As I was completing a PhD, I had the opportunity to get a few publications out, both as a lead author (along with my supervisors) and as a named author on a paper as a collaborator.

It is through these connections in which research communities are built – though mutual connections on research papers.

To examine this a little closer, I build a small tool which builds and visualises collaboration graphs by taking an author’s paper output (data collected via Google Scholar) and turns them into bipartite graphs – where an edge is used to model the connection between an author and a paper.

Why? To examine the wider researcher community and to discover new collaborative connections with others based upon mutual ties. This, in turn, opens up the potential to form new connections for future collaboration – an essential part of research and academia.

The general algorithm for building a collaboration network can be summarised as follows.

  • Step 1: Take a seed author and export a list of associated publications
  • Step 2: For each publication, get authors and add an edge between the author and publication
  • Step 3: Repeat

The algorithm is fairly simple and similar to what I have done before in a separate post looking at Mastodon followers.

Implementing this in Python is really easy thanks to help from the scholarly Python package.

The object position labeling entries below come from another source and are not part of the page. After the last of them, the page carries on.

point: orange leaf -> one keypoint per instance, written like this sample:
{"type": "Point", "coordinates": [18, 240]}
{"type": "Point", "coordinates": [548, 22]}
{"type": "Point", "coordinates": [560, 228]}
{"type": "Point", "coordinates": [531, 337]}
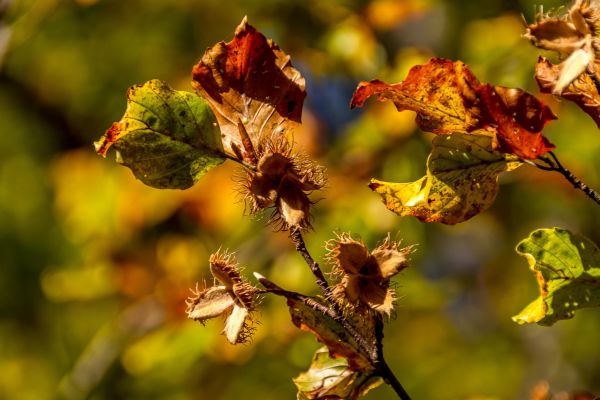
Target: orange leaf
{"type": "Point", "coordinates": [582, 91]}
{"type": "Point", "coordinates": [441, 92]}
{"type": "Point", "coordinates": [519, 118]}
{"type": "Point", "coordinates": [449, 99]}
{"type": "Point", "coordinates": [250, 80]}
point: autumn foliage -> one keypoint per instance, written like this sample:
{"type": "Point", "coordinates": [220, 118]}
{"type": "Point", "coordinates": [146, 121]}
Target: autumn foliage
{"type": "Point", "coordinates": [248, 101]}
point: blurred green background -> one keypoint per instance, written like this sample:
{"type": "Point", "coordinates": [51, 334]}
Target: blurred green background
{"type": "Point", "coordinates": [95, 267]}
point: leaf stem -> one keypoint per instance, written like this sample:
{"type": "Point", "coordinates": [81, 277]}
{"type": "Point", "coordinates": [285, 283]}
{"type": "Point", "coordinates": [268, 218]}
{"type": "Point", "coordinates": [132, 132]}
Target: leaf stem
{"type": "Point", "coordinates": [298, 240]}
{"type": "Point", "coordinates": [554, 164]}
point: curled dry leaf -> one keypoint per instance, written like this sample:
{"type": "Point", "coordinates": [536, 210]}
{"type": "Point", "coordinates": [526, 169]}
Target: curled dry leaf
{"type": "Point", "coordinates": [331, 333]}
{"type": "Point", "coordinates": [461, 181]}
{"type": "Point", "coordinates": [448, 99]}
{"type": "Point", "coordinates": [250, 81]}
{"type": "Point", "coordinates": [583, 91]}
{"type": "Point", "coordinates": [519, 119]}
{"type": "Point", "coordinates": [333, 378]}
{"type": "Point", "coordinates": [441, 92]}
{"type": "Point", "coordinates": [574, 36]}
{"type": "Point", "coordinates": [234, 298]}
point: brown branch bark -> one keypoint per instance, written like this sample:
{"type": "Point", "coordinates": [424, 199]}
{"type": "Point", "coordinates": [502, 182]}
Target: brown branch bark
{"type": "Point", "coordinates": [298, 240]}
{"type": "Point", "coordinates": [375, 352]}
{"type": "Point", "coordinates": [554, 164]}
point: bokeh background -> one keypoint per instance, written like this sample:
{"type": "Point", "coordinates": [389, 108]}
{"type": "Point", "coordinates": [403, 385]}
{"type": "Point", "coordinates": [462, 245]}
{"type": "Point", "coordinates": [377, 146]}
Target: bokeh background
{"type": "Point", "coordinates": [95, 267]}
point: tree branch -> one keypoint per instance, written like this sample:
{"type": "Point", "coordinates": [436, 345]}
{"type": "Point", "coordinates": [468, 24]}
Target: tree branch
{"type": "Point", "coordinates": [298, 240]}
{"type": "Point", "coordinates": [381, 365]}
{"type": "Point", "coordinates": [374, 351]}
{"type": "Point", "coordinates": [555, 165]}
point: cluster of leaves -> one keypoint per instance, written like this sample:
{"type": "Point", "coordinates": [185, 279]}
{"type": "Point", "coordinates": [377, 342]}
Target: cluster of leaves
{"type": "Point", "coordinates": [483, 130]}
{"type": "Point", "coordinates": [170, 138]}
{"type": "Point", "coordinates": [249, 99]}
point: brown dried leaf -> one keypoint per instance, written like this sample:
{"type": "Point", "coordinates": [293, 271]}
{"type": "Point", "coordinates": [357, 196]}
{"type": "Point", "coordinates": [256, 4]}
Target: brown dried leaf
{"type": "Point", "coordinates": [583, 91]}
{"type": "Point", "coordinates": [519, 118]}
{"type": "Point", "coordinates": [441, 92]}
{"type": "Point", "coordinates": [250, 80]}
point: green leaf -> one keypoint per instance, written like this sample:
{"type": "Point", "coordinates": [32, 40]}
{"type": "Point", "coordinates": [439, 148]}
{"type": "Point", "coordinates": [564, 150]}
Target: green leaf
{"type": "Point", "coordinates": [332, 378]}
{"type": "Point", "coordinates": [567, 268]}
{"type": "Point", "coordinates": [329, 332]}
{"type": "Point", "coordinates": [461, 180]}
{"type": "Point", "coordinates": [168, 138]}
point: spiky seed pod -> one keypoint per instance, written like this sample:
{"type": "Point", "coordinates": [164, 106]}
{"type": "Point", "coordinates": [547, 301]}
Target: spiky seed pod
{"type": "Point", "coordinates": [364, 277]}
{"type": "Point", "coordinates": [224, 268]}
{"type": "Point", "coordinates": [573, 35]}
{"type": "Point", "coordinates": [234, 299]}
{"type": "Point", "coordinates": [282, 180]}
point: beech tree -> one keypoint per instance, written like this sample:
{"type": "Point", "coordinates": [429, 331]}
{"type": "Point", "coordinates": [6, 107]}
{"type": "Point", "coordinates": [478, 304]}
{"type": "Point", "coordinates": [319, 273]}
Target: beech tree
{"type": "Point", "coordinates": [248, 100]}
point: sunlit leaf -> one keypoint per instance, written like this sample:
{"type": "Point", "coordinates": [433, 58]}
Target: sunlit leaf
{"type": "Point", "coordinates": [250, 81]}
{"type": "Point", "coordinates": [582, 91]}
{"type": "Point", "coordinates": [234, 326]}
{"type": "Point", "coordinates": [332, 378]}
{"type": "Point", "coordinates": [448, 99]}
{"type": "Point", "coordinates": [461, 181]}
{"type": "Point", "coordinates": [441, 92]}
{"type": "Point", "coordinates": [329, 332]}
{"type": "Point", "coordinates": [168, 138]}
{"type": "Point", "coordinates": [567, 268]}
{"type": "Point", "coordinates": [519, 119]}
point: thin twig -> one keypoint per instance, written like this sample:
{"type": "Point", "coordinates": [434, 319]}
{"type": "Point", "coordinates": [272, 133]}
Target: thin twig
{"type": "Point", "coordinates": [330, 312]}
{"type": "Point", "coordinates": [555, 165]}
{"type": "Point", "coordinates": [374, 351]}
{"type": "Point", "coordinates": [381, 365]}
{"type": "Point", "coordinates": [298, 240]}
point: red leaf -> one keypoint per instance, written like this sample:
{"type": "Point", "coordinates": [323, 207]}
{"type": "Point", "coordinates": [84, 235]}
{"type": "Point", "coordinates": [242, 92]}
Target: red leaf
{"type": "Point", "coordinates": [441, 92]}
{"type": "Point", "coordinates": [519, 118]}
{"type": "Point", "coordinates": [250, 80]}
{"type": "Point", "coordinates": [582, 91]}
{"type": "Point", "coordinates": [449, 99]}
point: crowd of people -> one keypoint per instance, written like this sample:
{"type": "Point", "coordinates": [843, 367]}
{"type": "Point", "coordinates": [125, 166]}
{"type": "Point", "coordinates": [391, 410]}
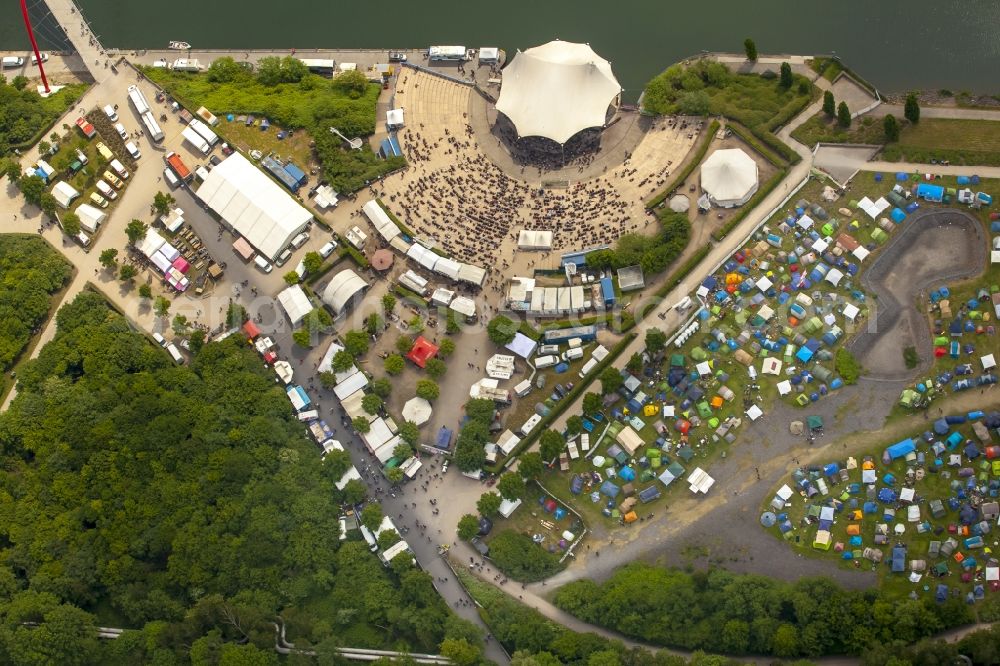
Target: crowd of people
{"type": "Point", "coordinates": [454, 194]}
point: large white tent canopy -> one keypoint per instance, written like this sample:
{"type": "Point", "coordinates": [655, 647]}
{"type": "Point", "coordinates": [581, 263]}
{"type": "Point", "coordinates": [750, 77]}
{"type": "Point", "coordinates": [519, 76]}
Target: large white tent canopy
{"type": "Point", "coordinates": [254, 205]}
{"type": "Point", "coordinates": [342, 288]}
{"type": "Point", "coordinates": [556, 90]}
{"type": "Point", "coordinates": [729, 176]}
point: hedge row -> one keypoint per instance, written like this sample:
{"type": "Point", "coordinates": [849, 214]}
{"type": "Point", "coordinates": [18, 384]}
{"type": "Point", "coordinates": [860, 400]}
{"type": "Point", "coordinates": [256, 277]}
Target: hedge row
{"type": "Point", "coordinates": [563, 404]}
{"type": "Point", "coordinates": [750, 205]}
{"type": "Point", "coordinates": [681, 176]}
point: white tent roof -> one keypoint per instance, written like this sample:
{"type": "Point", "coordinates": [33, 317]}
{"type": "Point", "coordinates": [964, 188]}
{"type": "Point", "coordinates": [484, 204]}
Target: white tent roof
{"type": "Point", "coordinates": [557, 89]}
{"type": "Point", "coordinates": [90, 217]}
{"type": "Point", "coordinates": [417, 410]}
{"type": "Point", "coordinates": [728, 175]}
{"type": "Point", "coordinates": [254, 205]}
{"type": "Point", "coordinates": [295, 303]}
{"type": "Point", "coordinates": [342, 288]}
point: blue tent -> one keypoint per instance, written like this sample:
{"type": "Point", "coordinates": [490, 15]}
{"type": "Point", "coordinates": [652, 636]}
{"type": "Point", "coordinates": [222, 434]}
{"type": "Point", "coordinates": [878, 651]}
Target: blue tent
{"type": "Point", "coordinates": [901, 449]}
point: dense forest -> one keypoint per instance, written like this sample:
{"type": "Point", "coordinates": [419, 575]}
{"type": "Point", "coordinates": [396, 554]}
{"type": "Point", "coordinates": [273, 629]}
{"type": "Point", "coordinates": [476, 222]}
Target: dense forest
{"type": "Point", "coordinates": [182, 502]}
{"type": "Point", "coordinates": [741, 614]}
{"type": "Point", "coordinates": [30, 272]}
{"type": "Point", "coordinates": [24, 113]}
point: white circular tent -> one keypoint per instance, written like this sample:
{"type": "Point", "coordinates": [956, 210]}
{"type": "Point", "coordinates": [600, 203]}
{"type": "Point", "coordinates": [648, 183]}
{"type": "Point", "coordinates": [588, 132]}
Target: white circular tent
{"type": "Point", "coordinates": [556, 90]}
{"type": "Point", "coordinates": [729, 177]}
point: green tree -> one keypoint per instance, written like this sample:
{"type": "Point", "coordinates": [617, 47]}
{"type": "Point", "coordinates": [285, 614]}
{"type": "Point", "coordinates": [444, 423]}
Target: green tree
{"type": "Point", "coordinates": [371, 515]}
{"type": "Point", "coordinates": [592, 403]}
{"type": "Point", "coordinates": [342, 361]}
{"type": "Point", "coordinates": [436, 368]}
{"type": "Point", "coordinates": [303, 338]}
{"type": "Point", "coordinates": [328, 379]}
{"type": "Point", "coordinates": [843, 115]}
{"type": "Point", "coordinates": [501, 330]}
{"type": "Point", "coordinates": [488, 504]}
{"type": "Point", "coordinates": [404, 344]}
{"type": "Point", "coordinates": [127, 272]}
{"type": "Point", "coordinates": [371, 403]}
{"type": "Point", "coordinates": [388, 302]}
{"type": "Point", "coordinates": [574, 424]}
{"type": "Point", "coordinates": [394, 364]}
{"type": "Point", "coordinates": [161, 306]}
{"type": "Point", "coordinates": [468, 527]}
{"type": "Point", "coordinates": [382, 387]}
{"type": "Point", "coordinates": [179, 324]}
{"type": "Point", "coordinates": [356, 343]}
{"type": "Point", "coordinates": [225, 70]}
{"type": "Point", "coordinates": [911, 109]}
{"type": "Point", "coordinates": [136, 231]}
{"type": "Point", "coordinates": [611, 380]}
{"type": "Point", "coordinates": [109, 258]}
{"type": "Point", "coordinates": [656, 340]}
{"type": "Point", "coordinates": [312, 262]}
{"type": "Point", "coordinates": [427, 389]}
{"type": "Point", "coordinates": [511, 486]}
{"type": "Point", "coordinates": [162, 202]}
{"type": "Point", "coordinates": [829, 104]}
{"type": "Point", "coordinates": [890, 127]}
{"type": "Point", "coordinates": [550, 444]}
{"type": "Point", "coordinates": [409, 432]}
{"type": "Point", "coordinates": [785, 76]}
{"type": "Point", "coordinates": [71, 223]}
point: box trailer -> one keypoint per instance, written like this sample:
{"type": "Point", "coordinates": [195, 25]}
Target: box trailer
{"type": "Point", "coordinates": [177, 165]}
{"type": "Point", "coordinates": [202, 129]}
{"type": "Point", "coordinates": [196, 141]}
{"type": "Point", "coordinates": [152, 127]}
{"type": "Point", "coordinates": [138, 100]}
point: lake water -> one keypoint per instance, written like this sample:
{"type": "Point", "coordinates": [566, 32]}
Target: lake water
{"type": "Point", "coordinates": [896, 45]}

It essentially works as a wrapper library for scrapping data from Google Scholar, as there is no API (yet).

Let’s start with some imports. In my case, I will be using networkx for building the graphs and matplotlib for visualising them.

import networkx as nx
import matplotlib.pyplot as plt
from scholarly import scholarly

With relevant packages imported, we can now move on to the main algorithm, using my profile “James R. Ashford” as an example seed author.

To summarise, the code below, essentially goes through each one of my publications, extracts the co-authors and adds them to the graph G.

seed_author = 'James R. Ashford'
G = nx.Graph()
search_query = scholarly.search_author(seed_author)
author = scholarly.fill(next(search_query))

for p in author['publications']:            
    publication_filled = scholarly.fill(p)    
    bib = publication_filled['bib']        
    title = bib['title'].replace(':', ' ')    
    title = f"Paper/{title}"        
    authors = bib['author'].split(' and ')    
    for author in authors:        
        author = author.replace('.', '')        
        author = ' '.join([n for n in author.split(' ') if len(n) > 1])        
        author = f"Author/{author}"
        G.add_edge(author, title)

Again, we can use matplotlib, with some help from networkx, to visualise the resulting network. To make things easier to visualise, I have labelled author nodes and changed their colour to differentiate them from papers.

Note: I am using the graphvis layout, which produced much neater visualisations and in a fraction of the time. If you plan on doing this, you will need to have graphviz installed first.

pos = nx.nx_pydot.graphviz_layout(G, prog='sfdp')
max_len = max([len(n) for n in G.nodes() if n.startswith('Author/')])

plt.figure(figsize=(24, 18))
nx.draw_networkx_nodes(G, pos, 
    nodelist=[n for n in G.nodes() if n.startswith('Author/')],
    node_size=max_len*500)

nx.draw_networkx_nodes(G, pos,
    nodelist=[n for n in G.nodes() if n.startswith('Paper/')],
    node_color='y',
    node_size=1000)

nx.draw_networkx_edges(G, pos)
nx.draw_networkx_labels(G, pos,
    labels={n: n.split('/')[-1].replace(' ', '\n') for n in G.nodes() if n.startswith('Author/')},
    font_color='w',
    font_weight='bold')

plt.axis('off')
plt.show()

As a result, this is what my collaboration graph looks like as of this writing (November 2023).

This graph focuses on collaborations centred around a single author – in this case, just me. However, this code can also be used to observe a wider collaboration community by repeating the algorithm for every co-author in the network based upon mutual connections via papers.